Corriere della Sera - La Lettura
La nuova frontiera oggi si chiama Dab
Invisibile e persistente, l’eredità di Guglielmo Marconi chiamata radio continua a passare attraverso trasformazioni tecnologiche senza mai soccombere. Nella stagione attuale, quella del centenario, le novità arrivano in direzione del futuro, come è ovvio, col sistema di diffusione Dab (digital audio broadcasting) ma anche, e questo sorprende, volgendo lo sguardo alle «vecchie» onde medie (Am) che nessuno più voleva (compresa la
Rai, che ha dismesso le trasmissioni nel 2022) la cui messa al bando invece sta favorendo la diffusione di emittenti locali a bassa potenza. Il Dab, che in Italia usa la tecnologia Dab+, dal 2020 è in dotazione per legge sulle nuove vetture e permette di ascoltare con un segnale più costante quando si è in movimento, senza dover cercare la sintonizzazione. Inoltre questa piattaforma accoglie molte più stazioni, che qui si chiamano «programmi», con una pluralità d’offerta di cui, in Italia, si è sentita forte la mancanza, vista la dilagante omologazione delle radio commerciali.

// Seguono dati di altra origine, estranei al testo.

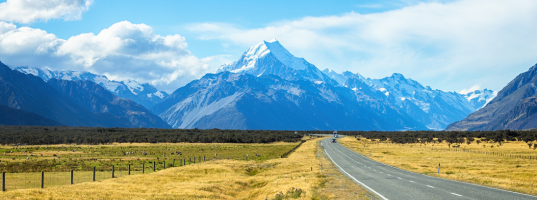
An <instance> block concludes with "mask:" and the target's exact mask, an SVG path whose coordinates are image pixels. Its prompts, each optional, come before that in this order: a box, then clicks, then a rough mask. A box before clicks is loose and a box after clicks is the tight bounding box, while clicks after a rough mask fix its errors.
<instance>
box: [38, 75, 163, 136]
mask: <svg viewBox="0 0 537 200" xmlns="http://www.w3.org/2000/svg"><path fill="white" fill-rule="evenodd" d="M47 83H48V84H49V85H51V86H52V87H54V88H55V89H56V90H57V91H59V92H60V93H61V94H63V95H64V96H66V97H68V98H69V100H71V101H72V102H74V103H76V104H77V105H79V106H81V107H82V108H84V109H86V110H89V111H91V112H93V113H102V114H111V115H113V116H116V117H119V118H124V119H127V120H128V121H129V122H130V123H131V124H132V126H134V127H151V128H171V127H170V126H169V125H168V124H167V123H166V122H164V121H163V120H162V119H160V117H158V116H156V115H155V114H153V113H152V112H151V111H149V110H148V109H147V108H145V107H143V106H142V105H140V104H137V103H136V102H134V101H132V100H129V99H124V98H121V97H118V96H116V95H114V94H112V93H111V92H109V91H108V90H106V89H105V88H104V87H102V86H100V85H97V84H96V83H94V82H92V81H88V80H85V81H82V80H78V81H68V80H58V79H50V80H49V81H48V82H47Z"/></svg>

Il piano nazionale di assegnazione è in corso e, nonostante qualche operatore medio-piccolo stia lamentando la prepotenza dei grandi nell’accaparramento degli spazi, sulla carta la disponibilità è oggettivamente ampia. Se in analogico a ogni frequenza corrispondeva una stazione, nel digitale più soggetti possono convivere sullo stesso multiplex raggiungendo un totale, ancora solo stimato, di 1.500 programmi a diffusione regionale o provinciale e di tre reti nazionali, una per la Rai e due per operatori privati, organizzatisi in consorzi. Nel frattempo Fm e Am non stanno cedendo il passo. La prima oggi conta oltre 15 mila impianti attivi, da Monte Karkos a Cividale del Friuli, fino a Capo San Marco a Sciacca, mentre la seconda, pur con tutti i limiti legati a una minore qualità del suono, può addirittura rivelarsi una nuova frontiera per contenuti e soggetti esclusi altrove, se si vuole credere alle visioni più ottimistiche.
Forse se ne compiacerebbe lo stesso Marconi che tra i grandiosi momenti della sua vita da inventore annoverava «ogni qualvolta posso serenamente immaginare le possibilità future e sentire che gli sforzi di tutta la mia vita hanno fornito basi solide su cui si potrà continuare a costruire».